Eğer bunlardan sadece birine dahi olumlu yanıt veremiyorsanız, o zaman yorumumuzdan dolayı bizi değil (komik bir biçimde PG-13 olarak derecelendirilen) bu basit filmi çekerek insanların parasını, sinema salonlarındaki meşrubat ve patlamış mısır satıcılarını da ihya ederek cebe indirenleri acımasız olmakla itham etmeniz gerekecek…
Belki, yine klasik bir laf olacak ama bu söylediklerimizin hepsi, filme ilişkin ilk tespitimiz olsun…
İlk önerimize gelince:
O hakkımızı bu kez, tüm sinemasever dostlara, “Filmlere puan verirken biraz daha titiz davranalım ve eğer mümkünse, bu filmde olduğu gibi 1,2 ile 4,5 tarzı uç puanlar da, bu puanları veriş nedenlerini 'somut' örneklerle de paylaşalım” diye seslenerek kullanmış olalım…

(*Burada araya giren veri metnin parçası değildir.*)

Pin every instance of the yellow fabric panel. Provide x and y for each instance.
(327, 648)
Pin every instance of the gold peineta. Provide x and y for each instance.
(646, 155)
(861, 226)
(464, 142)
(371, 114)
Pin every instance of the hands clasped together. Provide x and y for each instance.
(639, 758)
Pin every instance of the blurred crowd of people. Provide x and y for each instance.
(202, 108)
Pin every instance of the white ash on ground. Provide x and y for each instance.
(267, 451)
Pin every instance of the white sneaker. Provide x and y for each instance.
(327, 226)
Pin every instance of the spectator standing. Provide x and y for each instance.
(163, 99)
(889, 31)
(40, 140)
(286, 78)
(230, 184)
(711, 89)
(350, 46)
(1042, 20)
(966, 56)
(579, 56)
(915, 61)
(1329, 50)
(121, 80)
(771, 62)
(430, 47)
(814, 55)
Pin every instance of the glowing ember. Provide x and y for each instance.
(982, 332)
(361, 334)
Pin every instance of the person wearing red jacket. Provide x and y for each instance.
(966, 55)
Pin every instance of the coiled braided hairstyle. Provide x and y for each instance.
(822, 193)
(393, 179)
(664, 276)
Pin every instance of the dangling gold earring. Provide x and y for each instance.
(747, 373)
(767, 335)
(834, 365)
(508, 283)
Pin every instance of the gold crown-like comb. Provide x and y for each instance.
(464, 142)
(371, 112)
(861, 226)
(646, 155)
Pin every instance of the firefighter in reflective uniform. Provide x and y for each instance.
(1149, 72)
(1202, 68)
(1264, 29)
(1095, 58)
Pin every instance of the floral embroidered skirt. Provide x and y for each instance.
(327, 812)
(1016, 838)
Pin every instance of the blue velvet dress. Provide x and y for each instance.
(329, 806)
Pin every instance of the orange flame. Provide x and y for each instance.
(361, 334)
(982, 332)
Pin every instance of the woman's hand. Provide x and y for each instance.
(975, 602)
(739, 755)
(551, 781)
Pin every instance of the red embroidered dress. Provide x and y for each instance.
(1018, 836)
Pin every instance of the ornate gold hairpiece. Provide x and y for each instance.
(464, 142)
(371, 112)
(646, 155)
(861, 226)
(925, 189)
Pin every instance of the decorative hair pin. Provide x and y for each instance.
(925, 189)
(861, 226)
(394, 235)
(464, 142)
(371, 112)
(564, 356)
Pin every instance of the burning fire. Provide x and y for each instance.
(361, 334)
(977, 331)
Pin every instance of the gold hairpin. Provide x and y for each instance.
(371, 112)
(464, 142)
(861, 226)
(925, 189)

Böylelikle hem birbirimizi daha iyi anlamış hem de filmleri henüz izlememiş olanlara çok daha doğru bilgi vermiş oluruz diye düşünüyoruz…
Sonuç olarak, kendi değerlendirme sistemimiz içinde puan olarak 2 verdiğimiz bu film için önerimiz de, söylediğimiz gibi “izlenecek daha iyileri de var” şeklinde olacak…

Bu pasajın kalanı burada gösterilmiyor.